Sind die Schritte eins bis drei erfolgreich kontrolliert worden, bleibt sozusagen als krönender vierter Schritt noch der Blick auf eine mögliche Mitgliedschaft in der Neuromarketing Science & Business Association. Diese hat zwar an sich keinen Einfluss auf die Qualität der Daten oder die Wissenschaftlichkeit der gewonnenen Aussagen, sie garantiert aber, dass sich das entsprechende Unternehmen an gewisse ethischen Richtlinien hält.

Wenn man diese vier Schritte befolgt, ist die Wahrscheinlichkeit an ein schwarzes Schaf im Neuromarketing zu geraten eher gering. Allerdings gilt wie immer im Leben: Garantien gibt es nicht und ganz ausschließen lässt sich eben doch nicht, dass man auf einen Betrüger hereingefallen ist. Solltet ihr also an der Seriösität eines Unternehmens zweifeln, fragt ruhig nach – ich versuche gern Hilfestellungen zu geben.
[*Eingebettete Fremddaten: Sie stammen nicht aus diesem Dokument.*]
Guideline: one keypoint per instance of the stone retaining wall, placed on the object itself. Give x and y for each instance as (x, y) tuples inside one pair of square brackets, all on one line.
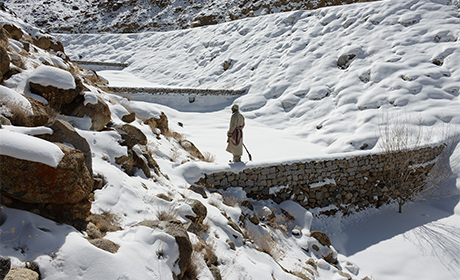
[(348, 183), (182, 91), (114, 64)]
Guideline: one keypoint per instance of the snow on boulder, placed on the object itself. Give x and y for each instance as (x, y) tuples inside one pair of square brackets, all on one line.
[(33, 170), (12, 101), (29, 148), (57, 86), (52, 76)]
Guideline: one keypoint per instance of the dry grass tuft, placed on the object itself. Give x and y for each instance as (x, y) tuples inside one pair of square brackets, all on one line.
[(208, 157), (167, 213), (105, 222), (264, 242), (229, 200)]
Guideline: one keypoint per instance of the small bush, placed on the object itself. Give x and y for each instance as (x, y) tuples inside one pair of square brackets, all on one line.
[(208, 157), (167, 213)]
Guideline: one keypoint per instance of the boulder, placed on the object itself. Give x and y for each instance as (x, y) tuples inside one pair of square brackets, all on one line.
[(176, 230), (344, 60), (56, 97), (41, 114), (138, 157), (47, 42), (130, 117), (14, 31), (131, 135), (5, 266), (4, 62), (4, 38), (191, 149), (64, 132), (99, 113), (21, 273), (199, 190), (321, 237), (200, 212), (35, 182), (105, 244), (215, 271), (160, 123)]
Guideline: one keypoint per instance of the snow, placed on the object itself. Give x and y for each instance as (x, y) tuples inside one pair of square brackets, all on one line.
[(299, 106), (13, 100), (52, 76), (29, 148)]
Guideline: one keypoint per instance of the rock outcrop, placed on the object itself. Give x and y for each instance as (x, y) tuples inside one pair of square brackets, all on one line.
[(64, 132), (61, 193), (176, 230)]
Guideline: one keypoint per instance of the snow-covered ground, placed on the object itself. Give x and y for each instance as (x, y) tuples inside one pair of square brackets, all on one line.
[(299, 105)]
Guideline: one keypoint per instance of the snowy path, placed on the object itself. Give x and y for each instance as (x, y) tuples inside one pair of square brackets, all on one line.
[(208, 130)]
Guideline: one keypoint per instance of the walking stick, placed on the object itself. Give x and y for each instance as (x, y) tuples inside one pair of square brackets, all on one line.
[(250, 157)]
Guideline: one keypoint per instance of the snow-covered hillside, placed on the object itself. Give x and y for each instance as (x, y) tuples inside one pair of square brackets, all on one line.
[(396, 57), (400, 55), (130, 16)]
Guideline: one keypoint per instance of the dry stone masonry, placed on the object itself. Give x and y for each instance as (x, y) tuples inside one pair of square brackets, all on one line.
[(348, 183), (184, 91)]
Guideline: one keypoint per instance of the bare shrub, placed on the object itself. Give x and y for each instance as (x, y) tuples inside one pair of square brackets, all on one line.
[(167, 212), (208, 157), (105, 222), (416, 182), (264, 242), (279, 221), (229, 200), (15, 112)]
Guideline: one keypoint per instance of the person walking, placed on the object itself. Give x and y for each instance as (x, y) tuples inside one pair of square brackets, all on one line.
[(235, 134)]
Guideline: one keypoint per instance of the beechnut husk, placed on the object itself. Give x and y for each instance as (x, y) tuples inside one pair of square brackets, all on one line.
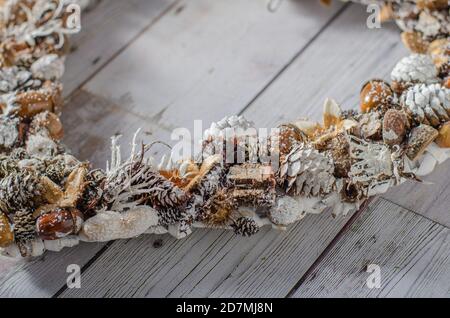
[(49, 200)]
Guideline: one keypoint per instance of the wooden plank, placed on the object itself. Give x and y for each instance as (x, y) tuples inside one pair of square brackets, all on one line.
[(106, 30), (207, 59), (412, 252), (221, 271), (260, 23), (428, 199)]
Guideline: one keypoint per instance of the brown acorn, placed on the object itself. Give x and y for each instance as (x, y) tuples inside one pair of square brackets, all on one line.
[(443, 140), (6, 233), (375, 94), (289, 136), (49, 121), (395, 124), (59, 223), (419, 139)]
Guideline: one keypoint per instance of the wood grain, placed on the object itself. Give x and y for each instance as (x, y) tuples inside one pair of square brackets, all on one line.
[(108, 28), (412, 252)]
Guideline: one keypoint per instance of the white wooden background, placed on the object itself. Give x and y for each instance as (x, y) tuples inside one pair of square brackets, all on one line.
[(161, 64)]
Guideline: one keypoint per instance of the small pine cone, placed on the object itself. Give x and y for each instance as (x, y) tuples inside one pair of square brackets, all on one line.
[(24, 229), (163, 194), (245, 226), (7, 166), (56, 172), (19, 154), (416, 68), (19, 190), (9, 133), (306, 171), (428, 104)]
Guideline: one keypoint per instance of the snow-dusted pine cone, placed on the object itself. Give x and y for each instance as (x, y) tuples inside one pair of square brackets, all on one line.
[(24, 229), (233, 130), (306, 171), (416, 68), (9, 133), (245, 226), (19, 190), (428, 104)]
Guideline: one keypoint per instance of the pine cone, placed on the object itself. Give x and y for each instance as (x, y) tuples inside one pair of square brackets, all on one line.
[(9, 133), (230, 132), (306, 171), (18, 191), (24, 229), (416, 68), (245, 226), (428, 104)]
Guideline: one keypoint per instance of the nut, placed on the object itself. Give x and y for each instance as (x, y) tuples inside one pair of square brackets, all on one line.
[(443, 140), (420, 138), (6, 233), (59, 223), (375, 94), (394, 127)]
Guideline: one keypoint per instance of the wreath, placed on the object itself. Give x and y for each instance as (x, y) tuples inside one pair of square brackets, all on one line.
[(50, 200)]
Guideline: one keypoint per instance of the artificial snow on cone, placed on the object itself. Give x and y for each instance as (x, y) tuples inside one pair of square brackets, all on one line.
[(306, 171), (428, 104)]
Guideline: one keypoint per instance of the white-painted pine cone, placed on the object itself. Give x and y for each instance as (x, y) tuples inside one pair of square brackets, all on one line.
[(111, 225), (48, 67), (429, 104), (415, 68), (306, 171)]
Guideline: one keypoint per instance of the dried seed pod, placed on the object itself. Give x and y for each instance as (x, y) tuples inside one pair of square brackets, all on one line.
[(375, 94), (419, 139), (24, 230), (443, 140), (245, 226), (6, 233), (50, 122), (59, 223), (416, 68), (429, 104), (34, 102), (289, 136), (439, 50), (370, 126), (394, 127)]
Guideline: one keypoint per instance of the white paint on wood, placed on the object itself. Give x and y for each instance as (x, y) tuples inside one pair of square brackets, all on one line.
[(412, 252)]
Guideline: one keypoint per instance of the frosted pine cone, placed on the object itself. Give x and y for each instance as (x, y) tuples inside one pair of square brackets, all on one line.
[(306, 171), (234, 132), (24, 229), (428, 104), (19, 190), (245, 226), (416, 68)]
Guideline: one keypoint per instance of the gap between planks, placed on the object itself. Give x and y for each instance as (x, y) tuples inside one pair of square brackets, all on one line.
[(261, 91)]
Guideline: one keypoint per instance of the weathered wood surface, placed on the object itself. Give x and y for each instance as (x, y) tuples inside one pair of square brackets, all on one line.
[(413, 254), (204, 60)]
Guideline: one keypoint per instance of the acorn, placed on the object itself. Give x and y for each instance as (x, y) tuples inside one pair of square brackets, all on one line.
[(289, 136), (49, 121), (6, 233), (443, 139), (419, 139), (375, 94), (34, 102), (395, 124), (59, 223)]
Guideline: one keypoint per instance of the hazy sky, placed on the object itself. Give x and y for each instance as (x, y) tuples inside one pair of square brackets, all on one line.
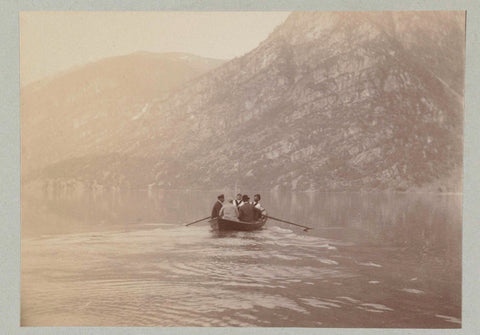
[(55, 41)]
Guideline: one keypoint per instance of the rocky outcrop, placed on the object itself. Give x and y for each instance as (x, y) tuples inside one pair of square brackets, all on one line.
[(329, 101)]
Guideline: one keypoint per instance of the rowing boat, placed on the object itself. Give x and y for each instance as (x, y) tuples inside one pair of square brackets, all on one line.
[(226, 224)]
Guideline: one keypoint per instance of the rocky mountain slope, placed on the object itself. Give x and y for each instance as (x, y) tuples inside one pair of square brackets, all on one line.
[(329, 101)]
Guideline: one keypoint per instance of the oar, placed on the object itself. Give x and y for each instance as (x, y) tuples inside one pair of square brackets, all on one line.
[(295, 224), (188, 224)]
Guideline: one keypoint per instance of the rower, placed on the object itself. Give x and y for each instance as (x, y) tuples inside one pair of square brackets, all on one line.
[(246, 211), (238, 201), (229, 211), (256, 204), (217, 206)]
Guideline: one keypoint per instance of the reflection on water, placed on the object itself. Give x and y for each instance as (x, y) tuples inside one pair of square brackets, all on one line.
[(126, 259)]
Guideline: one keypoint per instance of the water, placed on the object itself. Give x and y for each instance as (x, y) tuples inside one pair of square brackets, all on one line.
[(126, 259)]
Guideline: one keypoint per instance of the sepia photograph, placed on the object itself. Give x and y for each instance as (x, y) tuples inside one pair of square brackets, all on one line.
[(242, 168)]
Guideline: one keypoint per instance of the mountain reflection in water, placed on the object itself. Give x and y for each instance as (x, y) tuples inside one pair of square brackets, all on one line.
[(126, 259)]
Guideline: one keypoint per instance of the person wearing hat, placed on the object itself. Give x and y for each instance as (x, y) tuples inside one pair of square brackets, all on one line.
[(238, 201), (246, 212), (260, 211), (229, 210), (217, 206)]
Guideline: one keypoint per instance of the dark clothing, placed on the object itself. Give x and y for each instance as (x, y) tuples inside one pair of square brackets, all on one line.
[(246, 212), (216, 209)]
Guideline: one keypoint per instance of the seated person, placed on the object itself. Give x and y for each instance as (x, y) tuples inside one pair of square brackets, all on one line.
[(217, 206), (259, 210), (229, 211), (246, 211)]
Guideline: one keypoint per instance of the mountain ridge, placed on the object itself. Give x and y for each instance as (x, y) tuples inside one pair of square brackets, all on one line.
[(333, 101)]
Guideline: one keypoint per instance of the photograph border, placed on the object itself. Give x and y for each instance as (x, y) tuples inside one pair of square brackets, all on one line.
[(10, 153)]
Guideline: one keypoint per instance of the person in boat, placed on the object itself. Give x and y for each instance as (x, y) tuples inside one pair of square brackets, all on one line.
[(246, 212), (256, 204), (229, 211), (238, 201), (217, 206)]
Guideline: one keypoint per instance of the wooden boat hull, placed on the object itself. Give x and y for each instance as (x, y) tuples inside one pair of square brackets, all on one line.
[(232, 225)]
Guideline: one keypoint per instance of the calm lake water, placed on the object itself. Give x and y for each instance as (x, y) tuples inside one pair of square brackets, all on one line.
[(127, 259)]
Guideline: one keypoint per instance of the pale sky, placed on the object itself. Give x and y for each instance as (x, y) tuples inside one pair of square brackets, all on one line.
[(54, 41)]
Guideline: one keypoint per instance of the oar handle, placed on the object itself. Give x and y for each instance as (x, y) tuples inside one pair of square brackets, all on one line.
[(292, 223), (188, 224)]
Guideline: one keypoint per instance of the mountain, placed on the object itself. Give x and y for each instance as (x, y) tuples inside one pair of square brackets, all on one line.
[(329, 101), (74, 113)]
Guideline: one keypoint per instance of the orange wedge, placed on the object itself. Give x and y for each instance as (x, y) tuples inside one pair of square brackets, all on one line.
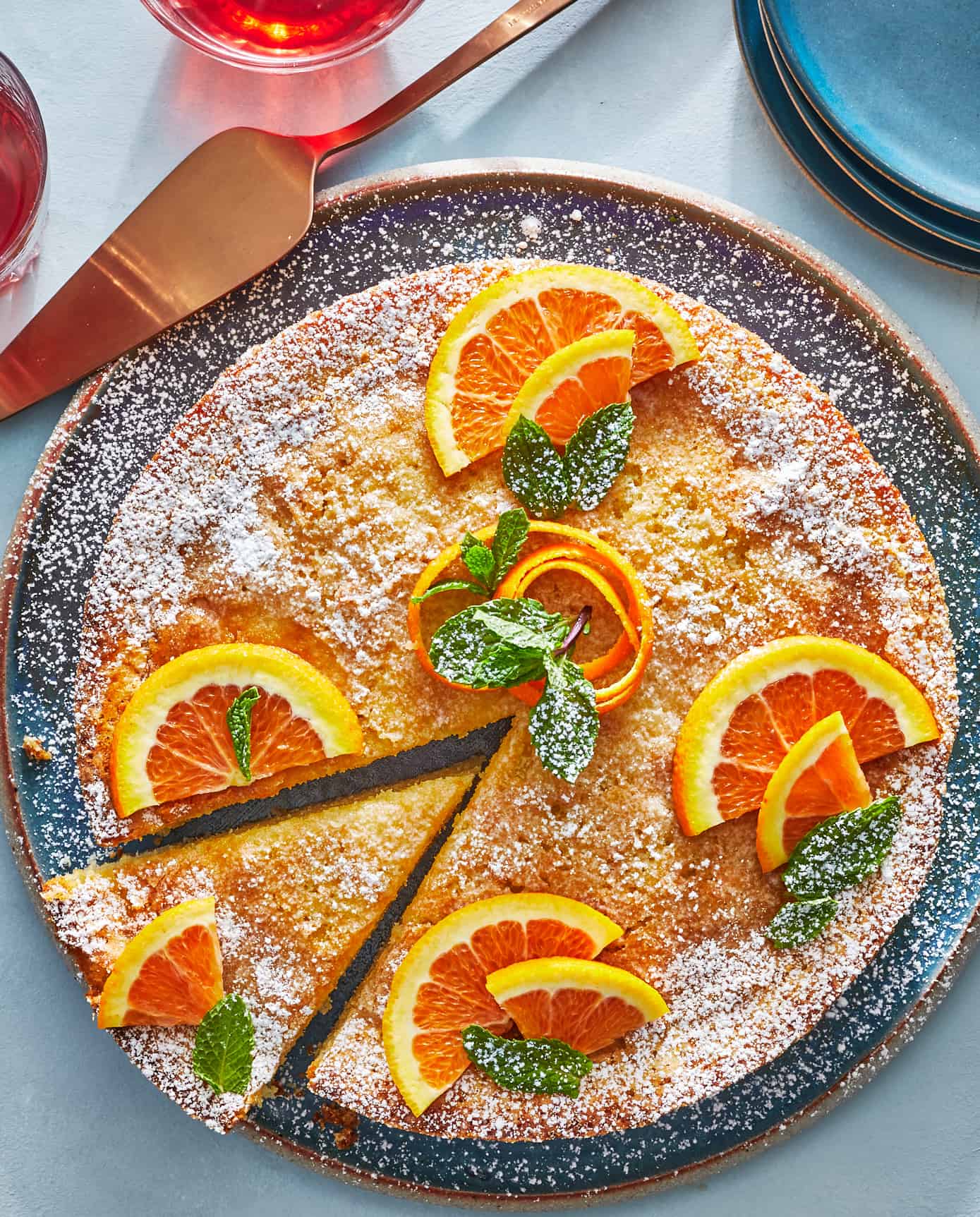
[(168, 974), (585, 1003), (173, 740), (818, 777), (508, 330), (748, 718), (576, 381), (440, 987)]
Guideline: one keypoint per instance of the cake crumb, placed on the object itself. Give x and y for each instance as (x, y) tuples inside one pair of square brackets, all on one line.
[(35, 749)]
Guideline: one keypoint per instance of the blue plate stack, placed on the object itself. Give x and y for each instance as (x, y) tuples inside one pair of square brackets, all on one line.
[(879, 102)]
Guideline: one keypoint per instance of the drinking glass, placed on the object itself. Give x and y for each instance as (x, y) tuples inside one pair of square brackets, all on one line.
[(23, 174), (282, 35)]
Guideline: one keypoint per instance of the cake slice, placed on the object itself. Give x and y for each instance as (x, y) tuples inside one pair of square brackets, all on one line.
[(295, 900)]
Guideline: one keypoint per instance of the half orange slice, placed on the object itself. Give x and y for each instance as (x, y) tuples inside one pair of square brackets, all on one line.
[(818, 777), (173, 740), (575, 382), (168, 974), (748, 718), (508, 330), (440, 987)]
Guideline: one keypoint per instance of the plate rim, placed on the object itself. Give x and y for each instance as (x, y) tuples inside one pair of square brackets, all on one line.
[(860, 146), (874, 313), (821, 132), (745, 11)]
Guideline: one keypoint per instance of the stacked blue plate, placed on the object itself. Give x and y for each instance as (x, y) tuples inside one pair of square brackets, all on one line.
[(878, 102)]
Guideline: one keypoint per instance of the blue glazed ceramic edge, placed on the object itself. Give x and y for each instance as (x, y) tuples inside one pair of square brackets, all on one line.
[(821, 168), (809, 84)]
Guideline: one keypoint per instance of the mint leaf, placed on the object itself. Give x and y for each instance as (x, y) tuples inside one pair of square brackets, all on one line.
[(801, 921), (449, 586), (526, 629), (597, 452), (508, 542), (478, 562), (461, 643), (535, 470), (224, 1047), (842, 851), (536, 1066), (504, 666), (239, 720), (564, 723)]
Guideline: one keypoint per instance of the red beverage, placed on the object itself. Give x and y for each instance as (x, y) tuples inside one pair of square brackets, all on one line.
[(23, 159), (282, 33)]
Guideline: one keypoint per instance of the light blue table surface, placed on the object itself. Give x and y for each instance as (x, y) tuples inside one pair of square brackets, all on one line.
[(653, 85)]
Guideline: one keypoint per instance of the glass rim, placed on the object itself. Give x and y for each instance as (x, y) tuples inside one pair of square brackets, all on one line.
[(191, 35), (22, 236)]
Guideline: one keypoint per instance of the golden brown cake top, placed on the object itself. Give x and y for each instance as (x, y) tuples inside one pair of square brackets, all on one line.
[(298, 503)]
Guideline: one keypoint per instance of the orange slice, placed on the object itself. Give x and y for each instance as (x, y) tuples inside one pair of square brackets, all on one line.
[(818, 777), (508, 330), (168, 974), (748, 718), (440, 986), (576, 381), (585, 1003), (173, 741)]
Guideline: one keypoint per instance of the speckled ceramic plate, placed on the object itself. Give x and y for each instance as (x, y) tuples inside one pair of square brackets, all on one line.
[(897, 83), (816, 314)]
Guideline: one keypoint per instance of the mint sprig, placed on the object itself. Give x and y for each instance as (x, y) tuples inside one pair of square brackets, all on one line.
[(835, 854), (505, 643), (842, 851), (597, 453), (565, 723), (548, 483), (486, 564), (468, 648), (226, 1047), (535, 470), (536, 1066), (800, 921), (239, 720)]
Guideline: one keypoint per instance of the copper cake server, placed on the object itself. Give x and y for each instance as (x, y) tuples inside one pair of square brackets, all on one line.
[(231, 208)]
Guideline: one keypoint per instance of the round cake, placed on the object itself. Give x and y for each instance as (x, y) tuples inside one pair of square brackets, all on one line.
[(296, 505)]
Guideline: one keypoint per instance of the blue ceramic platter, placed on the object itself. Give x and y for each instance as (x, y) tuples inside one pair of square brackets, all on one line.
[(911, 207), (812, 312), (842, 186), (896, 80)]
Zusammenfassung: Das Wichtigste in 50 Wörtern

Schwarze Schafe gibt es überall – zum Glück kann man schwarze Schafe im Neuromarketing (im Sinne tatsächlicher neurowissenschaftlicher Messdienstleistungen) relativ schnell erkennen. Diese kleine Anleitung in vier Schritten soll dabei helfen schwarze Schafe schon vorab zu entlarven – schließlich will man für das investierte Geld auch tatsächlich brauchbare Leistungen bekommen.